20-Year-Old Robinhood Customer Commits Suicide After $730k Negative Balance - alehul
https://www.forbes.com/sites/sergeiklebnikov/2020/06/17/20-year-old-robinhood-customer-dies-by-suicide-after-seeing-a-730000-negative-balance/#64cd11941638
======
im3w1l
Previously discussed

[https://news.ycombinator.com/item?id=23553794](https://news.ycombinator.com/item?id=23553794)

[https://news.ycombinator.com/item?id=23523246](https://news.ycombinator.com/item?id=23523246)

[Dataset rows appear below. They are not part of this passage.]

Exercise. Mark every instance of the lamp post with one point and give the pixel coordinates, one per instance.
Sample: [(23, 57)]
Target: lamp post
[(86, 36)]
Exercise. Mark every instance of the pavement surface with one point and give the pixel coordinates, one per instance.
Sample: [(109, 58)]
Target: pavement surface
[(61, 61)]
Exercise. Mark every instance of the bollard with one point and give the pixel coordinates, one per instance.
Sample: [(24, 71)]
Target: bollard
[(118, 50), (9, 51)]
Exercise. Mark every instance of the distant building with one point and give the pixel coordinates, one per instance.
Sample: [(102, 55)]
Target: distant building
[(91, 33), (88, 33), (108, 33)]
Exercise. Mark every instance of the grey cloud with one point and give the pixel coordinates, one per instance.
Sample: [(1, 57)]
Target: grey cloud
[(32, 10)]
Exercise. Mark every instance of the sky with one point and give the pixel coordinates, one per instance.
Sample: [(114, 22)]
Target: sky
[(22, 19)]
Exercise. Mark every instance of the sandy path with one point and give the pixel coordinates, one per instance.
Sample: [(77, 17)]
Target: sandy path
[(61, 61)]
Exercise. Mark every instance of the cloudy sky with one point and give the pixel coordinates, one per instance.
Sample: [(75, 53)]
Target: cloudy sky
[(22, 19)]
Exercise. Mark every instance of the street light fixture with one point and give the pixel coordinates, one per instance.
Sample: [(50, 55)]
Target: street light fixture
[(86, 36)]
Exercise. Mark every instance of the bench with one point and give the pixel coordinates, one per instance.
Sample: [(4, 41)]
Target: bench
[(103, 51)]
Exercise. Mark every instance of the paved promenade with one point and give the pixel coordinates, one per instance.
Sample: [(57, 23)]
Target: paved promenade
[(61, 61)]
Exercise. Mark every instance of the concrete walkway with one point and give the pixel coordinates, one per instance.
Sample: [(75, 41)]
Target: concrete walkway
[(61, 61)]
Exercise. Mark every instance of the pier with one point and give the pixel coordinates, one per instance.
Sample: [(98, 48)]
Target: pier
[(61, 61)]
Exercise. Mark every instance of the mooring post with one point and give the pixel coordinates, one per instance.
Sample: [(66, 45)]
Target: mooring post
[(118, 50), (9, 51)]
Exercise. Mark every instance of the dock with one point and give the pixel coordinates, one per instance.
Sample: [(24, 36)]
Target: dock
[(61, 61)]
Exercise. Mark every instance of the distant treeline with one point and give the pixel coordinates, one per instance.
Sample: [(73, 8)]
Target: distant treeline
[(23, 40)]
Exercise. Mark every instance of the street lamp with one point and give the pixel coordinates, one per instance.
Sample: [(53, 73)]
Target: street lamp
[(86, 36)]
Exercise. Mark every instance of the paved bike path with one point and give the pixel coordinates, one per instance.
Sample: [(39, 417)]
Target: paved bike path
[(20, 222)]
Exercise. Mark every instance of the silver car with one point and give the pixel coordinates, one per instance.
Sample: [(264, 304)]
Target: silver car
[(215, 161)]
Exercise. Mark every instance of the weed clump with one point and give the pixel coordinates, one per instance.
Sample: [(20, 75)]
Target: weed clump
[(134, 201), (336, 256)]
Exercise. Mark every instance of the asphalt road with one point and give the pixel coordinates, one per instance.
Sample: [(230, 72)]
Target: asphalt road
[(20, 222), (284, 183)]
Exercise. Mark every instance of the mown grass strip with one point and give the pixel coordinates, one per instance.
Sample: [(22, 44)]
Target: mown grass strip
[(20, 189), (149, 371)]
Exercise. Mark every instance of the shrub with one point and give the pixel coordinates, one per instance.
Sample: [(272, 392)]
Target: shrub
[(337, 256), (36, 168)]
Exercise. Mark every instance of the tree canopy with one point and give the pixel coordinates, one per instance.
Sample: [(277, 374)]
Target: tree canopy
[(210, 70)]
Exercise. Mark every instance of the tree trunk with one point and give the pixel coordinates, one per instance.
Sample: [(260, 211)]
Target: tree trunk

[https://news.ycombinator.com/item?id=23523379](https://news.ycombinator.com/item?id=23523379)

------
adfdfgghhe2020
_Confetti popping everywhere,” says Brewster referring to the shower of
colorful confetti Robinhood routinely deploys after customers make trades.
“They try to gamify trading and couch it as investment.”_

They are borrowing the freemium game strategies used to develop player
addiction and normalise the spending habit.

------
ianai
I think we’re changing to calling it “dies by suicide” to acknowledge the
mental health aspect of suicide. “Commits suicidal” makes it sound more like a
crime that needs to be policed instead of disorder to be treated.